I have been using Nagios Log Server, and seem to be running across various issues with it. Most of it seems to be related to running out disk space where the elasticsearch indexes are stored. I highly recommend that you do not allow that to happen. Clear and concise documentation is sketchy for this flexible and powerful centralized log server. I have decided to post a few notes of things I have stumbled onto that help me to be able manage the process better.

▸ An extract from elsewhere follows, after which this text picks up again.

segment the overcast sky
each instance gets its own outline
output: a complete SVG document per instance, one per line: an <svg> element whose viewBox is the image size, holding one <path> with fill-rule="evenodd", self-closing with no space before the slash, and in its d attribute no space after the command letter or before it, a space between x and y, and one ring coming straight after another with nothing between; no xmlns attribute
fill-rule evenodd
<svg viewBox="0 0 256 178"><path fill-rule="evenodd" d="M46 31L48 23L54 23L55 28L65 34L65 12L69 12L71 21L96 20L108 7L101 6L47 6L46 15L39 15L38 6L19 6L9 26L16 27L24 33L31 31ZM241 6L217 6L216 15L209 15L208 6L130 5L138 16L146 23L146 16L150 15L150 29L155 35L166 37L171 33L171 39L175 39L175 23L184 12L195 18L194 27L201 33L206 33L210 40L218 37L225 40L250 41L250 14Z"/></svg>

I created several alerts, and I could get them to work by manually having the query executed in the Alerting tab. However, they did not seem to firing off at the Check Interval I had specified. None of them seem to be. Upon trying to resolve this issue, I discovered a couple troubleshooting tips to note for future reference. Note: In my case, none these revealed the cause of my issue. At lease, I don’t think they did. Nonetheless, here they are.

Check the poller:

[nagios]$ /usr/bin/php /var/www/html/nagioslogserver/www/index.php poller
Updating Cluster Hosts File
Updating Elasticsearch with instance…
Updating Cluster Hosts File
Updating Elasticsearch with instance…
Updating Cluster Hosts File
Updating Elasticsearch with instance…
Updating Cluster Hosts File
Updating Elasticsearch with instance…
Finished Polling.

Check the jobs:

[nagios]$ /usr/bin/php /var/www/html/nagioslogserver/www/index.php jobs
Processed 0 node jobs.
Processed 0 global jobs.

Look for an error in the cron log:

# grep ERROR /var/log/cron

What fixed my issue was going into the Administration tab and selecting “Command Subsystem” on the left side. From there, clicking “Reset All Jobs” resolved my issue.

Also, in the Administration tab, if you select “Audit Reports” you can some verification that the alerts are running. Before, resetting all the jobs, it was clear that were not running. After reseting, I see several regular scheduled entries regarding the returned messages from the alerts.

Another thing I was able to put together was report. In particular, I was looking to create a daily report of all IP addresses that made an attempt to login to one an externally facing server. I did this by creating an elasticsearch alert query, and then tweaking the time. I discovered that I could copy the query and execute it in a shell script using the curl command. Now, I had found references to people doing this, but they were using a curl switch of -XGET. This never worked for me, but -XPOST did and has been for a quite a while. Once you have the query copied from the dashboard query, you just need to past into a file and change the -XGET to -XPOST. Make the file executable, and then run it to get the text output. I wrapped some bash code around the query and formatted the output to create a report. Could be very useful.

This one really frustrated me and I am still not sure I am doing it right, but it seems to be working. As I said earlier, I kept running out of space. My index space was too large, so I just wanted to purge/delete the old ones to conserve space. Nothing in the UI seemed to work. The repositories in the Administration tab under “Backup & Maintenance” seem finicky and sensitive at best. Again, not really easy to find, I discovered some information about the curator command for elasticsearch. I used this with some parameters to effectively manage my index retention. I run these commands as user nagios as nightly job in cron:

To create a snapshot and save to your backup repository:

curator snapshot –repository nameofbackuprepository indices –older-than numberofdaystokeep –time-unit days –timestring %Y.%m.%d

To close the indices:

curator close indices –older-than numberofdaystokeep –time-unit days –timestring %Y.%m.%d

To delete the indices:

curator delete indices –older-than numberofdaystokeep –time-unit days –timestring %Y.%m.%d

To list your repositories via command line:

curl -XGET “localhost:9200/_snapshot?pretty”

To force the backup to run and create a snapshot:

curator snapshot –repository “RepositoryName” indices –all-indices

There are switches to curator command that you can use to get more verbose output and send that output to a log file:


–loglevel level

Level options available, found on the Elastic site (https://www.elastic.co/guide/en/elasticsearch/client/curator/current/configfile.html):

CRITICAL will only display critical messages.
ERROR will only display error and critical messages.
WARN will display error, warning, and critical messages.
INFO will display informational, error, warning, and critical messages.
DEBUG will display debug messages, in addition to all of the above.

Capture output:

–logfile /tmp/test_backup.txt